MISA PERUTUSAN DARI KISOL


Renungan Misa Perutusan

Rm.Bone, Rm.Don, Fr.Kristian, Fr.Redy

Kis.3,1-10; Mrk.10,46-52

Seminari Kisol Kamis, 14 Juni 2012

Emas dan Perak tidak ada pada kami….

Bukanlah hal yang baru bagi Komunitas ini untuk menjadikan moment perpisahan sebagai moment perutusan. Karena itu kita lebih suka menggunakan rumusan misa perutusan daripada menggunakan rumusan misa perpisahan. Perpisahan itu konotasinya pasif negatif sedangkan perutusan konotasinya aktif dan positif. Aktif dan positif karena perutusan itu identik dengan tugas yang diterima untuk dilaksanakan sesuatu. Pertanyaan pokoknya satu saja: diutus untuk apa? Pertanyaan lainnya akan mengarah pada pertanyaan pokok ini. Pertanyaan itu, hari ini diarahkan kepada kami berempat dan jawaban kami tentu berbeda-beda sesuai konteks kami. Meskipun demikian sebagai orang beriman tentu kita menyatukan semuanya  dalam makna perutusan yang lebih luas lagi. Kami berempat yang telah menjejakkan kaki di tempat ini akan pergi. Kami pergi kamu tinggal, kamu punya harapan atas kami dan kami punya perjuangan untuk harapan kamu. Saat ini kita berada dalam konteks perutusan sebagai orang beriman. Karena itulah, moment ini jangan dilihat sebagai hal istimewa hanya buat kami yang akan pergi tetapi sebagai saat istimewa buat kita semua. Keistimewaan moment ini bagi kita bisa ditemukan melalui pesan firman Tuhan yang diperdengarkan untuk kita saat ini.

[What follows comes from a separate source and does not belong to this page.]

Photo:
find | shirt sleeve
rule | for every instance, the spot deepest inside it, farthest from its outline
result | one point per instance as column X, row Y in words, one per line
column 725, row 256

Dua kisah tadi terjadi di tempat yang berbeda. Pertama terjadi di Gerbang indah Yerusalem yang merupakan salah satu dari delapan gerbang masuk ke kota Yerusalem. Gerbang indah merupakan gerbang yang paling banyak dilalui para peziarah. Saya pertama kali masuk kota Yerusalem tahun lalu justru melalui gerbang indah ini meski berdesakan dengan ribuan peziarah dari seluruh dunia. Di sana pemandu menunjukkan kami tempat Petrus dan Yohanes menyembuhkan orang lumpuh yang dikisahkan dalam bacaan pertama tadi.  Bacaan injil menampilkan kisah yang mirip tetapi lokasinya ada di gerbang kota Yerikho. Pemandu juga telah menunjukkan kami tempat itu setelah melintasi pohon Zakeus dan bukit pencobaan. Sepintas dua kisah tadi memang berkaitan dengan dunia medis karena berbicara tentang penyembuhan orang lumpuh dan orang buta, tetapi bagi saya sebenarnya dua teks ini juga mewacanakan perutusan orang beriman yang berkaitan dengan proses belajar.

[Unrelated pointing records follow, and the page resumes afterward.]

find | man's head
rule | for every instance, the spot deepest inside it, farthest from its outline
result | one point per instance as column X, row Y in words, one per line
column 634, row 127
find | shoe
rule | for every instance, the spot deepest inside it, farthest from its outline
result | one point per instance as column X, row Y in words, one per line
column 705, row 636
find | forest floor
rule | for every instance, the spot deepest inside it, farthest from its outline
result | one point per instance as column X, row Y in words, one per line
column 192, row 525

Setiap perutusan dapat dikatakan sebagai saat untuk belajar dalam konteks yang seluas-luasnya. Setiap orang yang diutus untuk suatu tugas tertentu dengan sendirinya dan bahkan tanpa disadari ditempatkan ke dalam kerangka prilaku dan peritindak belajar. Mengapa? Karena untuk menjalankan misi perutusan secara benar orang dituntut untuk mempelajari banyak hal. Untuk dapat mempelajari banyak hal orang yang diutus itu harus mampu mendisposisikan dri sebagai orang yang membutuhkan bantuan dan pertolongan orang lain.  Orang yang diutus itu harus dan mesti menempatkan diri dan seluruh sikapnya dalam spirit perjuangan seorang lumpuh atau seorang yang buta. Proses perutusan, proses belajar bermula dan terjadi ketika seseorang merasakan adanya keterbatasan pada dirinya. Perutusan juga membahasakan keterbatasan. Orang lumpuh diusung ke gerbang Yerusalem karena keterbatasan fisik. Orang buta ke gerbang Yerikho juga karena keterbatasan fisik.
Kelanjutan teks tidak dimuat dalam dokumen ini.